Few fields move as rapidly as technology. Businesses creating outsized profits and returns for shareholders quickly get a bullseye on their back and are targeted by other companies looking to disrupt their products by selling cheaper alternatives that still prove "good enough." Not only that, but even if a company continues to dominate its particular field, other changes in technology can shift spending away from their products. Think about how Microsoft still dominates PCs, but it's pressured by sales shifting to mobile devices like smartphones and tablets.

With that in mind, today we're looking at how Research In Motion (Nasdaq: RIMM), or RIM, innovates. Technology companies can innovate either through acquisitions or spending more on research and development (R&D). We'll compare RIM's spending in these areas to that of its closest peers and assess whether or not the company is investing enough in its future.

Research and development
Over the past five years, RIM has spent an average of 7% of revenues on R&D. The table below summarizes how RIM's R&D expenditure relative to revenues compares with some of the company's closest peers:

Company

2007

2008

2009

2010

RIM

6%

6.2%

6.5%

6.8%

Motorola Mobility (NYSE: MMI)

13.7%

13.7%

14.1%

13.6%

Microsoft (Nasdaq: MSFT)

13.9%

13.5%

15.4%

13.9%

Source: Capital IQ, a division of Standard & Poor's. Dates above are calendar years, while yearly total is for company fiscal years corresponding predominately to that period.
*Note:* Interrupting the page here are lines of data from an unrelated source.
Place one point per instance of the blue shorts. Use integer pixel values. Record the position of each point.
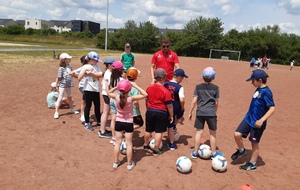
(177, 115)
(156, 121)
(210, 120)
(255, 133)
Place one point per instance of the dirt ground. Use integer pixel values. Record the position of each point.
(39, 152)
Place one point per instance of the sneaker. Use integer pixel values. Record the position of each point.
(147, 147)
(237, 154)
(113, 141)
(248, 167)
(130, 166)
(74, 111)
(116, 164)
(82, 119)
(88, 126)
(171, 146)
(194, 154)
(106, 134)
(157, 152)
(216, 154)
(56, 115)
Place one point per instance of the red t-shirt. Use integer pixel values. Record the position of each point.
(165, 61)
(158, 97)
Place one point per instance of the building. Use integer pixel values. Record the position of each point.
(61, 26)
(7, 22)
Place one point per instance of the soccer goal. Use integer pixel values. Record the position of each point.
(224, 54)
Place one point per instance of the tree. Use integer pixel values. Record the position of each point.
(200, 35)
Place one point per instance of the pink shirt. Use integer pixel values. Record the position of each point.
(125, 114)
(165, 61)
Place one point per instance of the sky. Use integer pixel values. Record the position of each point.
(241, 15)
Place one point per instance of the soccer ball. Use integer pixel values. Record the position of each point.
(176, 136)
(219, 163)
(184, 164)
(204, 151)
(152, 144)
(123, 148)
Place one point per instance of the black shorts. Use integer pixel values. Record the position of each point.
(255, 133)
(156, 121)
(105, 99)
(210, 120)
(122, 126)
(138, 120)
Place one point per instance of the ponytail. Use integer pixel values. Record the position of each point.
(122, 99)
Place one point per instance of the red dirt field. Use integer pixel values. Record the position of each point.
(39, 152)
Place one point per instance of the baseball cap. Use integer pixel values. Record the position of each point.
(132, 73)
(109, 60)
(180, 73)
(209, 72)
(65, 56)
(124, 85)
(82, 58)
(95, 56)
(258, 74)
(160, 74)
(117, 65)
(53, 85)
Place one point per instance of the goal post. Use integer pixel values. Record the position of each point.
(224, 54)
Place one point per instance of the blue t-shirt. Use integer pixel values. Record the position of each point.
(262, 100)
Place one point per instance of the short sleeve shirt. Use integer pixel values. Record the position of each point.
(166, 62)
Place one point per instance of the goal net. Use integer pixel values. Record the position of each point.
(224, 54)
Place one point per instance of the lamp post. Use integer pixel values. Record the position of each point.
(106, 25)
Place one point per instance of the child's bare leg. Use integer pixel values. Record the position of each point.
(198, 136)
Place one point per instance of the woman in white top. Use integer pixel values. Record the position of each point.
(91, 88)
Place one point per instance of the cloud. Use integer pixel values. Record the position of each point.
(291, 6)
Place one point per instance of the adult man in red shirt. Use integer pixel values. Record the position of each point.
(165, 59)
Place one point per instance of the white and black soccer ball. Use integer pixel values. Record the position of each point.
(184, 164)
(152, 144)
(204, 151)
(219, 163)
(123, 148)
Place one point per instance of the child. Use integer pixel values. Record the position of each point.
(206, 96)
(138, 121)
(127, 58)
(159, 112)
(292, 64)
(116, 76)
(52, 97)
(124, 118)
(261, 108)
(105, 83)
(92, 73)
(75, 74)
(177, 93)
(65, 83)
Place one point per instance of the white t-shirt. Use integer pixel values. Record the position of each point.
(91, 84)
(81, 82)
(106, 77)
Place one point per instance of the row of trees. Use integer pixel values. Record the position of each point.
(196, 39)
(202, 34)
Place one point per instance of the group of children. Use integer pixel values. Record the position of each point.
(164, 105)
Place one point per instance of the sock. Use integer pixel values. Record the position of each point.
(242, 150)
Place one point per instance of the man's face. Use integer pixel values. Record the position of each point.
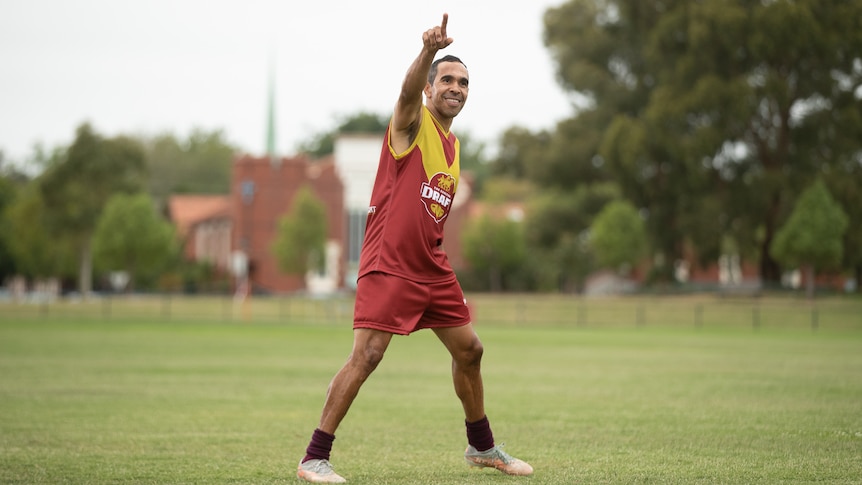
(447, 95)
As you can see from the chart above, RIM badly underspends its peers in terms of R&D spend relative to sales. Even in absolute terms, RIM has been outspent by Motorola Mobility's R&D department despite having 66% higher sales in the same period. While RIM's falling behind competitors like Apple, Google, and even Microsoft in terms of mobile user interfaces is often blamed on upper management's inability to grasp changing consumer tastes, the figures above point to a company that's also been underinvesting in its R&D capabilities.

Acquisitions
In technology, some of the best companies have turned growth through acquisitions into an art. IBM has adeptly spun off capital-heavy businesses like hard drives and PCs while it focused on acquiring additional services and software expertise that have transformed its business model.

However, on the opposite end of the spectrum, HP is often criticized for under-investing in research and development to the point that it has to overpay on acquisitions to catch up with competitors.

Investors should remember, most of all, that companies are valued by the cash flow they can bring in for their shareholders over time. If companies need to continue making purchases in perpetuity to keep growing, that amounts to a reduction in cash flows, and investors should treat acquisition spending as a continuing outflow against cash flow. 

With that in mind, let's take a look at RIM's free cash flow over the last five years against cash spent on acquisitions:

Source: Capital IQ, a division of Standard & Poor's. Dates above are calendar years, while yearly total is for company fiscal years corresponding predominately to that period.

While RIM makes its fair share of purchases, by technology standards, its cash acquisitions are fairly light. That shows RIM's cash flows are indicative of its organic rate of growth. Since many investors are interested in RIM as a value play (it has a market cap of only $23 billion despite pumping out nearly $3 billion in free cash flow last year), that's a very positive sign. However, in the future, the company may need to get more acquisitive if it wants to keep up with rivals. The past year saw $494 million in cash acquisitions from RIM, including a $200 million purchase of QNX that was the company's largest buyout to date. QNX's operating system is behind the company's recent PlayBook tablet, and company officials have confirmed that the hope is to move QNX into smartphones as well.

Final thoughts
RIM stands as the textbook case of a smartphone player being unable to innovate as rivals outflanked it. The company still has a bedrock of support from business users, but as we've seen today, the company continues to underspend its rivals in internal R&D. While the company recently leaned on acquisitions to catch up -- spending $200 million to grab QNX, time may be running out for RIM to get back in the game. Mobile companies can throw gobs of money at problems by buying start-ups or boosting R&D, but the problem for companies like RIM and HP is that developers are now playing kingmakers of mobile platforms by choosing which ones to develop for.

The outsized level of developer interest behind both Android and Apple's iOS only solidifies their presence as the leading mobile platforms. RIM might try to do an end-around by crudely enabling Android apps on its new tablet offering, but in the end, it needs to not only evolve its phones to consumer tastes, but find a way to get external developers backing its platform as well.